Lola stroked his hair gently and listened to Michael cry. A grin slowly crept onto her lips, a grin that was drowned out by Michael’s suffering. A grin of both joyful memories and seething, rotting pain.
Michael and Lola held each other until Michael stopped crying and was able to gain some amount of composure.
He let go of Lola, “Sorry, I just... I haven’t really dealt with it all yet.”
She nodded, “Its okay, I think it’s gonna be a long time before anyone really deals with what happened.”
Michael wiped his face of tears with a towel he had in his backpack, and quietly tried to blow his nose. He was starting to develop a dull headache.
He could feel Lola’s eyes burned into him, as they had been the entire time, and he wished he could tell her to stop watching him so intently, but Michael didn’t want to piss her off. He didn’t want to make an enemy out of the only other person around.
Because for better or worse, Lola was his only ally. She was his only hope of actually making it out of the situation alive. That thought had made him both grin and wince, almost at the same time. Michael wished he didn't have to rely on the kindness of a stranger, but he was also appreciative of what she had done for him in the short time they knew each other.
Michael watched Lola take the now clean bowls and place them into the large hiking backpack she had with her. Her back was turned as she did this, and Michael wondered how much she must have trusted him to feel comfortable enough turning her back, leaving herself exposed to any kind of attack. Lola trusted him to not hurt her, and he should be able to return the favor.
But no matter how hard Michael tried, he found himself not trusting her. Deep in his gut feeling, he could see something about her was so hideously wrong. Something he couldn't quite put into words, but nonetheless, it ate at him every time he looked at her. No matter how nice or kind she was to him. Michael wondered to himself that maybe, she only trusted him because Lola was well aware she was the dangerous one.
Michael considered the possibility that the situation and hunger had driven him to paranoia.
Lola finished putting the bowls away huffily and turned towards him again, "These bowls are always annoying to fit into this thing. If we come across another town, I really hope there are bigger backpacks there."
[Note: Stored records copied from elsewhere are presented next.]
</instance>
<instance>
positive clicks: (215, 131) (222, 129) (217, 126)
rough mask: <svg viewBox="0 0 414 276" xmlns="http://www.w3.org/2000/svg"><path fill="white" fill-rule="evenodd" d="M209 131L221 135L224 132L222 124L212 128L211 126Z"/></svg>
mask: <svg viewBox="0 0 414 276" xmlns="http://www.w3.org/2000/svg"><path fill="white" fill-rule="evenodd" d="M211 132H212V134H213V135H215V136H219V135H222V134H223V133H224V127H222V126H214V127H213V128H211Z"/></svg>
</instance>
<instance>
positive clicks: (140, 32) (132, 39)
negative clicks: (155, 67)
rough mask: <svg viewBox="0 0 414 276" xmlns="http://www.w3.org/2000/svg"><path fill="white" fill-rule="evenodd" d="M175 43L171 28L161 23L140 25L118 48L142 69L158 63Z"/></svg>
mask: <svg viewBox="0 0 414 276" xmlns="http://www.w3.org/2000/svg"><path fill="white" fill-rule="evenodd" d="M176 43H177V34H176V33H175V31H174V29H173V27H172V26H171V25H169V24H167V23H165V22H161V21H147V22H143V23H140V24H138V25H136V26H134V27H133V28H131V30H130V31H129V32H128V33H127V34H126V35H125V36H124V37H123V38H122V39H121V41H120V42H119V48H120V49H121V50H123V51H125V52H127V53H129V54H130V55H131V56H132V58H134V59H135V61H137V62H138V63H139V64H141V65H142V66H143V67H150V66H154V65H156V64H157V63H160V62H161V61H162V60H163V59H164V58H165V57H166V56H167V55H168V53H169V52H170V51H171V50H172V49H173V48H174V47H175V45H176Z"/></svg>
The mundane nature of her words broke Michael out of his thoughts, "Yeah, that would probably be really useful. Wherever the next town is."
Lola walked over to Michael once again and said, "I'm sure we will find one, sometimes you just have to work towards something, even if you don't know exactly what or where it is."
"Blind faith?", Michael asked. It seemed like Lola was running on that too at this point.
Lola giggled quietly again, as if she heard a joke no one else did, "All faith is blind, silly."
All faith is blind. Michael wasn't sure if he agreed.
He looked down at Lola, as he did so because of the height difference between them, he wondered why this girl he had to look down on physically made him feel weak. Made him feel like he was the person who had to be on guard.
Michael decided to put his blind faith into her. Her blind faith had gotten Lola this far. And if Lola was indeed the dangerous one, he wanted to be on her good side.